Car il y a deux choses que les femmes ne pardonnent pas : le sommeil et les affaires.

Mais ce n’est rien encore que cette inégalité entre le mari et la femme :

Le mari de Clotilde gagne quelques milliers de francs par an. Avec cela on paye le loyer, les domestiques, la table, la toilette de Clotilde, l’habillement des enfants, les voitures, car Clotilde ne sort guère à pied.

Le mari fait faire un habit quand le sien est hors de service, un chapeau lui dure un an – il va a pied ou en omnibus, excepté quand il conduit Clotilde quelque part ; de tout cela Clotilde ne songe pas à lui savoir le moindre gré – c’est le nécessaire : ne pas donner le nécessaire à sa femme et a ses enfants, ce serait une monstruosité.

L’amant est riche – il est parrain du second enfant de Clotilde ; les mauvaises langues lui attribuent des droits a un titre plus doux ; – il y croit lui-même, et n’est pas fâché qu’on ait l’air de le soupçonner. – Il est assez intime dans la maison pour pouvoir faire quelques cadeaux.

À la fête de Clotilde, au premier de l’an – à certains anniversaires, il se montre empressé et libéral ; – Ainsi, cet hiver, il lui a donné un châle qui a coûté mille francs. – Cet été, comme on doit aller aux bains de mer passer quelques semaines, il va offrir un très-beau nécessaire de voyage, il ne recule pas devant un prix de huit à douze cents francs. – Au premier de l’an, il a apporté pour son filleul une pleine voiture de joujoux magnifiques ; – on a estimé les joujoux à plus de cent francs ; – il a donné cinquante francs à la cuisinière de Clotilde et autant à la femme de chambre. Aussi il n’est question que de la générosité de M***. Le mari de Clotilde n’a donné à sa femme que des bagatelles ou des choses utiles, des choses indispensables ; – à ses enfants, y compris celui dont M*** est le parrain, – quelques joujoux sans importance ; Un louis à chacune des servantes.
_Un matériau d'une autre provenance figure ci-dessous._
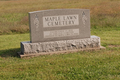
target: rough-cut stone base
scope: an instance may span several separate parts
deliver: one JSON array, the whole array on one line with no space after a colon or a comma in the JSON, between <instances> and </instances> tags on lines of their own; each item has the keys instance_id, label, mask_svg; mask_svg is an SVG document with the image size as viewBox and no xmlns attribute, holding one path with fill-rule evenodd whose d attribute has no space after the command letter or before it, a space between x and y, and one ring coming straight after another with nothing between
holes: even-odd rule
<instances>
[{"instance_id":1,"label":"rough-cut stone base","mask_svg":"<svg viewBox=\"0 0 120 80\"><path fill-rule=\"evenodd\" d=\"M91 36L91 38L62 40L51 42L30 43L30 41L21 42L20 57L32 57L46 54L70 53L83 50L105 49L100 45L100 37Z\"/></svg>"},{"instance_id":2,"label":"rough-cut stone base","mask_svg":"<svg viewBox=\"0 0 120 80\"><path fill-rule=\"evenodd\" d=\"M106 49L103 46L100 46L99 48L87 48L87 49L75 49L75 50L66 50L66 51L56 51L56 52L41 52L41 53L33 53L33 54L21 54L21 52L18 52L18 55L20 58L25 58L25 57L37 57L41 55L52 55L52 54L67 54L67 53L73 53L73 52L79 52L79 51L93 51L93 50L102 50Z\"/></svg>"}]
</instances>

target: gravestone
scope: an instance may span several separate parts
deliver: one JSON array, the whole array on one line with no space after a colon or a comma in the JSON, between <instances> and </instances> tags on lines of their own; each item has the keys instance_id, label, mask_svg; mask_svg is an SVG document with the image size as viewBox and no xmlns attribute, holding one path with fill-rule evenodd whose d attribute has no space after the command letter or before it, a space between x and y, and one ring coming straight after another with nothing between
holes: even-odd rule
<instances>
[{"instance_id":1,"label":"gravestone","mask_svg":"<svg viewBox=\"0 0 120 80\"><path fill-rule=\"evenodd\" d=\"M88 9L58 9L29 13L31 42L90 38Z\"/></svg>"},{"instance_id":2,"label":"gravestone","mask_svg":"<svg viewBox=\"0 0 120 80\"><path fill-rule=\"evenodd\" d=\"M29 12L30 41L21 42L21 57L101 49L100 37L90 35L88 9Z\"/></svg>"}]
</instances>

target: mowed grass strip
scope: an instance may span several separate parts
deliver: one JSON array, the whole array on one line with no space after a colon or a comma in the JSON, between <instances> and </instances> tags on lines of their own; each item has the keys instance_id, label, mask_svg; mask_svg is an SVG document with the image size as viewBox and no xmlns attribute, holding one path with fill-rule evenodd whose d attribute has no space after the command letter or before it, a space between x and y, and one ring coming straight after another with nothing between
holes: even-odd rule
<instances>
[{"instance_id":1,"label":"mowed grass strip","mask_svg":"<svg viewBox=\"0 0 120 80\"><path fill-rule=\"evenodd\" d=\"M30 41L30 35L14 34L0 36L0 50L20 48L21 41Z\"/></svg>"},{"instance_id":2,"label":"mowed grass strip","mask_svg":"<svg viewBox=\"0 0 120 80\"><path fill-rule=\"evenodd\" d=\"M107 47L109 45L120 45L120 27L115 28L91 28L91 34L97 35L101 39L101 45Z\"/></svg>"},{"instance_id":3,"label":"mowed grass strip","mask_svg":"<svg viewBox=\"0 0 120 80\"><path fill-rule=\"evenodd\" d=\"M120 48L31 59L0 58L0 63L0 79L4 80L120 79Z\"/></svg>"},{"instance_id":4,"label":"mowed grass strip","mask_svg":"<svg viewBox=\"0 0 120 80\"><path fill-rule=\"evenodd\" d=\"M29 34L1 35L0 40L3 43L0 45L0 79L119 80L120 38L118 38L118 29L91 28L91 34L101 37L102 45L106 46L106 50L24 59L18 58L16 53L20 51L21 41L29 41Z\"/></svg>"},{"instance_id":5,"label":"mowed grass strip","mask_svg":"<svg viewBox=\"0 0 120 80\"><path fill-rule=\"evenodd\" d=\"M103 46L120 45L120 28L119 27L91 27L91 35L96 35L101 38ZM0 50L8 50L20 48L20 42L30 41L30 34L13 34L0 36Z\"/></svg>"}]
</instances>

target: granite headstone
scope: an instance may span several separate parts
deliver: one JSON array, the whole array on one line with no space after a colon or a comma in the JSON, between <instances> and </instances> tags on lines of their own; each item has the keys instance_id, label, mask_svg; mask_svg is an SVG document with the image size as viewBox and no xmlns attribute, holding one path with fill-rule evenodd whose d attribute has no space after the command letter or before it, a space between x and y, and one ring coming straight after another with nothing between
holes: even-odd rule
<instances>
[{"instance_id":1,"label":"granite headstone","mask_svg":"<svg viewBox=\"0 0 120 80\"><path fill-rule=\"evenodd\" d=\"M29 12L30 41L21 42L20 57L105 49L90 35L88 9Z\"/></svg>"},{"instance_id":2,"label":"granite headstone","mask_svg":"<svg viewBox=\"0 0 120 80\"><path fill-rule=\"evenodd\" d=\"M29 12L31 42L90 38L88 9L56 9Z\"/></svg>"}]
</instances>

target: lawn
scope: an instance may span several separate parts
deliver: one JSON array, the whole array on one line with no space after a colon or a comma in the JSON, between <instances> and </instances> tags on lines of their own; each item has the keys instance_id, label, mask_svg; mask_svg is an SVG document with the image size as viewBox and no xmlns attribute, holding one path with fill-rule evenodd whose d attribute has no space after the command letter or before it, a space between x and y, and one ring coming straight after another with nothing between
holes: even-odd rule
<instances>
[{"instance_id":1,"label":"lawn","mask_svg":"<svg viewBox=\"0 0 120 80\"><path fill-rule=\"evenodd\" d=\"M102 31L101 31L102 30ZM119 80L120 29L92 28L92 35L101 37L106 50L44 55L20 59L20 41L29 41L29 34L0 36L0 79L17 80Z\"/></svg>"},{"instance_id":2,"label":"lawn","mask_svg":"<svg viewBox=\"0 0 120 80\"><path fill-rule=\"evenodd\" d=\"M119 0L0 0L0 34L29 32L28 12L69 8L90 9L92 27L120 25Z\"/></svg>"},{"instance_id":3,"label":"lawn","mask_svg":"<svg viewBox=\"0 0 120 80\"><path fill-rule=\"evenodd\" d=\"M19 58L28 12L61 8L90 9L91 35L106 50ZM0 80L120 80L119 0L0 0L0 34Z\"/></svg>"}]
</instances>

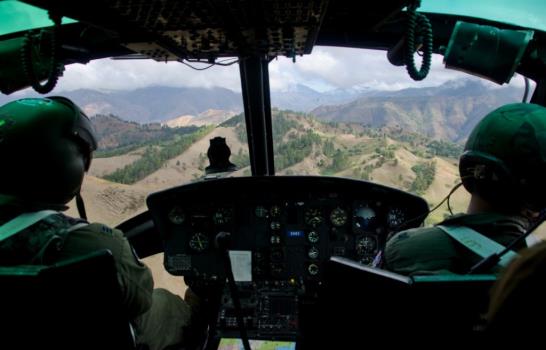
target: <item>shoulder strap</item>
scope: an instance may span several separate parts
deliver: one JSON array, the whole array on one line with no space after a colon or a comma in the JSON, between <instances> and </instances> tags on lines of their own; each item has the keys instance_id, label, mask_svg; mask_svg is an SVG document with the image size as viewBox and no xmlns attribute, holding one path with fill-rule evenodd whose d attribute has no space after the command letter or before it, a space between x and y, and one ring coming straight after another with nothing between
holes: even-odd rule
<instances>
[{"instance_id":1,"label":"shoulder strap","mask_svg":"<svg viewBox=\"0 0 546 350\"><path fill-rule=\"evenodd\" d=\"M78 230L78 229L80 229L80 228L82 228L82 227L88 226L88 225L89 225L88 222L80 222L80 223L77 223L77 224L74 224L74 225L70 226L70 227L66 230L66 232L67 232L67 233L70 233L70 232L72 232L72 231L76 231L76 230Z\"/></svg>"},{"instance_id":2,"label":"shoulder strap","mask_svg":"<svg viewBox=\"0 0 546 350\"><path fill-rule=\"evenodd\" d=\"M464 245L482 258L486 258L495 253L500 253L505 249L502 244L495 242L494 240L482 235L476 230L466 226L436 226L451 238ZM513 251L508 251L501 257L498 265L506 267L510 261L517 257L518 254Z\"/></svg>"},{"instance_id":3,"label":"shoulder strap","mask_svg":"<svg viewBox=\"0 0 546 350\"><path fill-rule=\"evenodd\" d=\"M24 213L0 226L0 242L16 235L24 229L34 225L48 216L57 214L55 210L40 210L33 213Z\"/></svg>"}]
</instances>

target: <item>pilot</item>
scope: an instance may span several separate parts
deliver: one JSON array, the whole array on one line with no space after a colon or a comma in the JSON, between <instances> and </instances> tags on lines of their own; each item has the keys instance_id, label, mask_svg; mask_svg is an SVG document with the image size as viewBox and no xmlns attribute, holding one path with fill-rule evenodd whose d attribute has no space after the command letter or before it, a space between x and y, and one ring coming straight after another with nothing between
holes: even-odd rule
<instances>
[{"instance_id":1,"label":"pilot","mask_svg":"<svg viewBox=\"0 0 546 350\"><path fill-rule=\"evenodd\" d=\"M396 234L385 248L386 269L404 275L464 274L489 255L480 249L498 250L525 233L546 204L546 108L515 103L486 115L466 142L459 174L471 194L467 213ZM461 232L468 231L465 245ZM468 243L476 241L478 248ZM490 272L501 269L499 264Z\"/></svg>"},{"instance_id":2,"label":"pilot","mask_svg":"<svg viewBox=\"0 0 546 350\"><path fill-rule=\"evenodd\" d=\"M0 265L47 265L109 249L137 343L149 349L180 344L190 306L153 289L150 270L121 231L62 214L79 195L96 148L91 122L66 98L0 107ZM15 229L8 224L14 222Z\"/></svg>"}]
</instances>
Aussi à quelles comparaisons désobligeantes il est sans cessé exposé ! – C’est M*** qui est le vrai maître des servantes – les enfants lui font un bien meilleur accueil qu’à leur père – Clotilde est touchée, attendrie de sa générosité – tout le monde de la maison trouve que le mari de Clotilde est en comparaison mesquin, ladre et pingre – il est complètement écrasé et effacé.

Cependant faisons le compte des deux hommes.

D’abord M*** ne travaille pas, il est riche de son patrimoine, il donne un peu de son argent ; – mais il ne donne pas son temps, son travail et sa vie, ce que fait le mari de Clotilde qui en outre donne tout son argent.

Ceci est de l’arithmétique morale ; mais faisons de l’arithmétique pure et simple.

L’homme généreux, l’homme dont toute la maison parle avec attendrissement, respect et admiration, aura donné cette année à Clotilde, aux servantes et aux enfants, à peu près trois mille francs. – Eh bien ! comptez combien de fois trois mille francs aura donné le mari pour les nécessités un peu exagérées de la vie qui ne lui attirent ni respect ni reconnaissance.

Ah ! si le mari et l’amant pouvaient changer de rôle pendant une année seulement ! Le mari ferait des économies et passerait pour généreux, – l’amant se ruinerait et s’entendrait reprocher son avarice.

Mais je dois demander encore pardon à mes lectrices de cette supposition – je ne connais pas Clotilde, je l’invente, et je doute fort qu’on voie de pareilles choses dans aucune maison ; j’ai seulement voulu démontrer que les femmes ne connaissent pas toujours le prix des choses et se trompent quelquefois sur la valeur des hommes.